KWYW
- Lost Cabin, Wyoming; United States;
- Broadcast area: Riverton-Lander, Wyoming
- Frequency: 99.1 MHz
- Branding: 99.1 The Heat

Programming
- Format: Adult contemporary
- Affiliations: AP Radio

Ownership
- Owner: Edwards Group Holdings, Inc., Employee Stock Ownership Trust; (Edwards Communications LC);
- Sister stations: KDNO, KFCW, KTAK, KVOW

History
- First air date: November 29, 1999
- Former call signs: KSXZ (1999–2001)

Technical information
- Licensing authority: FCC
- Facility ID: 89088
- Class: C
- ERP: 50,000 watts
- HAAT: 578 meters (1,896 ft)
- Transmitter coordinates: 43°26′18″N 107°59′37″W﻿ / ﻿43.43833°N 107.99361°W

Links
- Public license information: Public file; LMS;
- Website: wyotoday.com/kwyw

= KWYW =

KWYW (99.1 FM) is a radio station broadcasting an adult contemporary format.
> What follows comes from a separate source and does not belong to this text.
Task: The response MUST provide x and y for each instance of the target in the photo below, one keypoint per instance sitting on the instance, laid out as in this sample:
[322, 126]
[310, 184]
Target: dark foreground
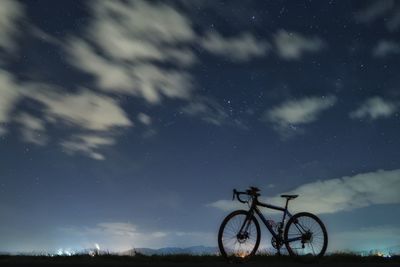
[191, 261]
Licensed to Lost Cabin, Wyoming, United States, the station is currently owned by the Edwards Group Holdings, Inc., Employee Stock Ownership Trust, through licensee Edwards Communications LC, and features programming from AP Radio.

The station carries 1A and 2A Regional Basketball games from the area. It is an affiliate of the Denver Broncos.

==History==
The station was assigned the call sign KSXZ on November 11, 1999. On July 5, 2001, the station changed its call sign to the current KWYW. In 2014 when the station became a part of the Wind River Radio Network, it changed formats to sports, carrying programming from ESPN.

For a period of time in the spring and summer of 2014, KWYW and sister station KDNO were audible as far away as Sheridan, via a phenomenon known as knife edge diffraction, which allowed the signal to bounce over the Bighorn Mountains. The format was noted to be ESPN Radio.

On July 7, 2017, KWYW changed its format from sports (ESPN) to adult contemporary, branded as "99.1 The Heat". (info taken from stationintel.com)

==Facilities==
The station shares its antenna with KDNO on Copper Mountain. In September 2023, the station, along with its sisters moved to a new studio on Main Street, co-located with the town's newspaper, The Riverton Ranger. Along with the move to the new studio, Edwards Communications also upgraded its other stations transmitters southeast of Riverton on Beaver Rim (KFCW, KTAK), and northeast on Copper Mountain (KDNO). AM sister KVOW received an upgrade as well.

KVOW and KTAK were originally at 603 East Pershing Avenue in Riverton.